Jan 26 14:30:02	dhcpd	41294	failover peer dhcp_opt15: I move from startup to recover
Jan 26 14:29:47	dhcpleases	5555	Sending HUP signal to dns daemon(32665)
Jan 26 14:29:47	dhcpleases	5555	Sending HUP signal to dns daemon(32665)
Jan 26 14:29:47	dhcpd	41294	Server starting service.
Jan 26 14:29:47	dhcpd	41294	failover peer dhcp_opt15: host unreachable
Jan 26 14:29:47	dhcpd	41294	failover peer dhcp_opt15: I move from recover to startup
Jan 26 14:29:47	dhcpd	41294	Sending on Socket/fallback/fallback-net

jimp

Something still isn't right there. If the VIP is .1 then neither of them should be using that as their "address" in the subnet for DHCP.

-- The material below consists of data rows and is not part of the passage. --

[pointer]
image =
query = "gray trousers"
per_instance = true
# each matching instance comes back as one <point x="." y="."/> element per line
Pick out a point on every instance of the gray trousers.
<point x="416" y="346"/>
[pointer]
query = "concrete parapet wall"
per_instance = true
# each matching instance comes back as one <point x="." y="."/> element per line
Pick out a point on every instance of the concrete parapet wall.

The config should show address <-> peer in both directions, like this:

Primary:

failover peer "dhcp_lan" {
  primary;
  address 10.11.0.2;
  port 519;
  peer address 10.11.0.3;
  peer port 520;
  max-response-delay 10;
  max-unacked-updates 10;
  split 128;
  mclt 600;

  load balance max seconds 3;
}

Secondary:

failover peer "dhcp_lan" {
  secondary;
  address 10.11.0.3;
  port 520;
  peer address 10.11.0.2;
  peer port 519;
  max-response-delay 10;
  max-unacked-updates 10;

  load balance max seconds 3;
}

Note that it's 10.11.0.2:519 <-> 10.11.0.3:520 both ways.

I'm not sure how that secondary is pulling the VIP for its own address there.

sef1414

@jimp

Hmm ok. Changing it manually just gets overwritten, as I expected. Any thoughts on where to go from here?

For the host unreachable messages, do I need some explicit firewall rule to pass the traffic on that interface? I wouldn't think I would since its not mentioned in docs and the traffic is on the some interface.

jimp

Not sure why it's picking the VIP there, but it might be related to https://redmine.pfsense.org/issues/11545 -- I don't think I've ever seen that be triggered by a CARP VIP though, especially not that reliably.

I'd take a closer look at the interface and VIP settings and see if anything stands out there.

sef1414

@jimp

Alright. No joy on re-saving interface / VIP. Pretty sure I have everything configured correctly, have run through too many times to count.

Any shot its caused by different phsyical NIC models?

jimp

No, the NIC models only affect state sync, not DHCP sync. And even then the state sync isn't affected anymore since we moved back away from interface-bound states.